My daughter Ashley is a budding photographer.

photo by Ashley Glaze

A few weekends ago, our family went to Lewis Ginter Botanical Garden. Ashley grabbed the camera and got to work. Kneeling to capture a rose in the perfect light or framing the picture in an artistic manner, she was so serious about it all.

I know I’m biased, but I think she is very good! What makes her good is not necessarily her natural talent (though I think that’s part of it), but the fact that she moves slowly, pausing to think and wonder. She lingers among the flowers, considering their beauty, and how they relate to other plants.

photo by Ashley Glaze

Children are good at this kind of slow meditation, while we adults often skip from chore to chore, activity to activity—always thinking of what may be coming next. I’ve even noticed that sometimes we discuss at one meal what we’ll be eating at the next!

Children seem to take life a little slower (if you don’t believe me, try dressing or feeding a 2-year-old). I think they could teach us adults a lesson here. For us to remember that God is God (and we are not) we must be still for a moment (Psalm 46:10).

Ashley’s photographic eye comes from her perspective—an innocent one which sees the world as beautiful and safe, a perspective not jaded by too much human experience.
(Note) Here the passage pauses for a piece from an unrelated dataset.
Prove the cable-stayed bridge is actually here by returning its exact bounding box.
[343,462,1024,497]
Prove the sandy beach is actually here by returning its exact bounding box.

I wish I could see the world through her eyes.

One day Jesus was walking along with his disciples. They had been bickering about the kinds of things you and I, as adults, usually bicker about—what is most important, how to get to heaven, who is the greatest, that sort of thing. Jesus said, “you want to know who is the greatest, you want to know how to get to heaven?” He took a little child, put her before them, and said, “become like her.”